Die Organisation der in Knoten und Fugen geordneten Daten einer PLBox wird in der nachfolgenden Tabelle für ein sehr einfaches Motiv erkennbar. Es fällt sofort auf, dass die Berandung immer Element der Determinante einer Prälokationsbox ist. Die triviale Determinante ist der Rahmen selbst. Die Schar der Punkte und Verknüpfungen in einer PLBox ist endlich, aber beliebig.

Tabellel. Determinanten der Prälokationsbox Y-mesh

Abbildung in dieser Leseprobe nicht enthalten

Neben den generalisierten Koordinaten kann jedem Punkt ein Eigenschaftstyp zugeordnet werden. In der Transformationspraxis ist das vielleicht eine aurenhafte Umgebung im Sinne eines Umfelds in welcher keine anderen Punkte geduldet werden4 oder andere Gestaltungsinformationen.

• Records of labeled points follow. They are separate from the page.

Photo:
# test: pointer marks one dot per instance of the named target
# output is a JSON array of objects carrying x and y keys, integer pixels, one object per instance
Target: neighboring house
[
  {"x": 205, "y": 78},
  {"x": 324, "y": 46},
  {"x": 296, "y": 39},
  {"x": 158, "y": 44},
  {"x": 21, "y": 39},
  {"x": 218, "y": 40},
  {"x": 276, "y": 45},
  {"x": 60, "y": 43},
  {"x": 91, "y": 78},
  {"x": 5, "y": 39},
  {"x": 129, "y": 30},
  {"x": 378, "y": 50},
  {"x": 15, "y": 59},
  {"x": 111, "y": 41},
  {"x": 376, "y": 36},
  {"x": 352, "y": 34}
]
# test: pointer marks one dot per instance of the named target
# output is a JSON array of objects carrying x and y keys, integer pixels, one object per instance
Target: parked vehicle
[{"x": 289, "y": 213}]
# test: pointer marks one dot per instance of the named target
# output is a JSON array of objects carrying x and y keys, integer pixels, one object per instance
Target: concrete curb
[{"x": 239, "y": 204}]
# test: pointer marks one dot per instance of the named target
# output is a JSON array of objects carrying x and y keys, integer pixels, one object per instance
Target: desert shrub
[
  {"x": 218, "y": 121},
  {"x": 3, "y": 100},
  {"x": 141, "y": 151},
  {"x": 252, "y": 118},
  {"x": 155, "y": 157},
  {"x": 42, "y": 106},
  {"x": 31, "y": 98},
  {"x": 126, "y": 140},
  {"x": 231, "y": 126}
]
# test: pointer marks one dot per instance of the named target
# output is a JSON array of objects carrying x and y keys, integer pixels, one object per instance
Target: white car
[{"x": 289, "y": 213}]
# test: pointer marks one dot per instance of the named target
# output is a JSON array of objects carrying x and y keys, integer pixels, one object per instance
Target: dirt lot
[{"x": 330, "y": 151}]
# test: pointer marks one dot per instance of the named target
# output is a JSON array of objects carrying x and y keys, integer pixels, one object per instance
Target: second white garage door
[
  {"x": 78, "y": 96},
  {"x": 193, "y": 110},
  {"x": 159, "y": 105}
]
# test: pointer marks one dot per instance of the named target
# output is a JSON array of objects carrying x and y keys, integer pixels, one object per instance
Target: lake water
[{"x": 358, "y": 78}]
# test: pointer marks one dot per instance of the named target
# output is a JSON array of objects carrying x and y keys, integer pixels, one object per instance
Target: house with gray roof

Abb.2: Prälokationsbox der synthetischen Figur „Y-mesh" mit acht Fugen und sechs Punkten (links). Fugen, Kanten und Gelenke: Festlager (BAS); Konturkante (BOR), durchgehende Fuge (PAS), Filmgelenkfuge (BIT), Gelenkfuge (JOI).

TOPOLOGISCHE ELEMENTE UND GEBIETE

Prälokationsboxen sind Räume in denen wir topologische Elemente vorfinden. Die Betrachtung der topologischen Elemente in einer PLBox erfolgt in einem (natürlichen) Euler-Koordinatensystem, in einem Ursprungspunkt (x=0, y=0) oder (den Elementen entsprechend) körperfest nach Lagrange.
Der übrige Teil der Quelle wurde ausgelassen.